He’s doing it because it’s where they are at this moment.
 
“So, whatever that’s attributable to, we’ve got to fix it, we’ve got to be better at it, regardless of when it is,” Stevens said.
 
Boston will get another crack at it on Friday night against a Philadelphia squad that, like the Celtics, is also searching for its first win of the season.
 
Struggling to win games is something the Sixers have grown accustomed to in recent years.
 
But the Celtics have been on an upward trajectory every year under Stevens’ watch. And while it’s far too soon to panic over their start, players understand that change must come about soon if they are to get on the right track and have the kind of season they envision for themselves as a group.
 
“Brad’s right, we have a lot of plays to clean up and a lot of stuff to get better at, but that’s’ the beauty of it,” said Jaylen Brown. “We got a really good group and a lot of young guys – we’re going to move forward and take that challenge. We’re going to win some games; we’re going to win a lot of games here in Boston.”
 
But doing so won’t be easy, not with the Celtics still trying to find the best way to move forward following Gordon Hayward’s left ankle injury that may keep him out for the remainder of this season.
 
The Celtics have led in the fourth quarter of both losses before eventually failing to make the necessary plays down the stretch to ensure victory.
 
Some of that has to do with the unfamiliarity - not a surprise when you add 10 new players to the mix in one offseason.

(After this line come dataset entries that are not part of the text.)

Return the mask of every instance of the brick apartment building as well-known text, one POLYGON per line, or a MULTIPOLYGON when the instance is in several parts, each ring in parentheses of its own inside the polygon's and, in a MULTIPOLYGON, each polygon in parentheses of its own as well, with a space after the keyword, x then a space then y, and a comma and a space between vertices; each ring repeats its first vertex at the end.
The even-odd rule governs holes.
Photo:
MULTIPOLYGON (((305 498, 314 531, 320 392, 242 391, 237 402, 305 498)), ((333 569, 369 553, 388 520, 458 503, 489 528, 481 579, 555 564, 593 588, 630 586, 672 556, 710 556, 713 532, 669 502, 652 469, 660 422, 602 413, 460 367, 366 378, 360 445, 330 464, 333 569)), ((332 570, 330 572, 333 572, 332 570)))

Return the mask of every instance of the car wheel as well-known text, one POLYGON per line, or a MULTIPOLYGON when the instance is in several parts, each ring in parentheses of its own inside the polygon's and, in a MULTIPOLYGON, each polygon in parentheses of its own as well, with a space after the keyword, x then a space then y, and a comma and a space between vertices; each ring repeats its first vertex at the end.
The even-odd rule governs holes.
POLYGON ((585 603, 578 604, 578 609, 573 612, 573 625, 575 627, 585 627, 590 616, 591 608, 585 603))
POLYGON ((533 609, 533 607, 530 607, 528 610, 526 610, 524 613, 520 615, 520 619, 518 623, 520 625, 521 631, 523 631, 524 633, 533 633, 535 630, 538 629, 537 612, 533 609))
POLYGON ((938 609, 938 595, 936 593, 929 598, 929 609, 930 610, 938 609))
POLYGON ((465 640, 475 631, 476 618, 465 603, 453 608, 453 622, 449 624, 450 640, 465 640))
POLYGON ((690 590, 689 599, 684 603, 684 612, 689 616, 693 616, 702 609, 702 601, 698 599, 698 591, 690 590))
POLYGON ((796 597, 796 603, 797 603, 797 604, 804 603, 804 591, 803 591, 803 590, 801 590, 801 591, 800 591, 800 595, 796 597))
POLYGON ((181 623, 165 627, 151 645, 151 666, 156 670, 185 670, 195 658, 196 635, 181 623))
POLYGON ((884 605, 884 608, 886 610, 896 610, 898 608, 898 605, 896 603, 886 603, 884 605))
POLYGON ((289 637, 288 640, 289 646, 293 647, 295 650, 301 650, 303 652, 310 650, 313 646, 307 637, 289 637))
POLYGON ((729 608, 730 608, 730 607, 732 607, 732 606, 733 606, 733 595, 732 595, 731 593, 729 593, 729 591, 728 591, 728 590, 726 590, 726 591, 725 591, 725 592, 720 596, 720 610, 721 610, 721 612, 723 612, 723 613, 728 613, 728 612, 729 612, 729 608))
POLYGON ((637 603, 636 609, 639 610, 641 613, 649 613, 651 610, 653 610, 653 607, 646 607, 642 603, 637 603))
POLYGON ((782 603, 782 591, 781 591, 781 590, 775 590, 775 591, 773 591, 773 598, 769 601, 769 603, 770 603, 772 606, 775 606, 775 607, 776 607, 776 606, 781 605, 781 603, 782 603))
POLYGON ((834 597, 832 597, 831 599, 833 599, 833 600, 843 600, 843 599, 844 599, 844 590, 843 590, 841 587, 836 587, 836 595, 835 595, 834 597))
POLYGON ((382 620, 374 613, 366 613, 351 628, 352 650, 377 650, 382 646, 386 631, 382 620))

Another contributing factor is, because of injuries, there are players elevated to more prominent roles who were otherwise seen as simply depth additions at the end of the bench.
 
Whatever the reasons may be, the bottom line is clear: the Celtics have played two games where they were outplayed enough to lose. 
 
“I don’t want to make the excuse that we’re a young team, but we are,” said Kyrie Irving. “We have some experience here and we have to utilize that and continue to exude confidence in young guys and ourselves and understand the game comes in waves. There are going to be ups and downs. We have to be able to withstand other team’s runs as well as hit back and have that hit-first mentality in the first quarter, second quarter, third quarter and fourth quarter. Once we start understanding we have to put a complete game together, myself being at the head of the ball and being better with it and putting guys in the right spots, we’ll be fine.”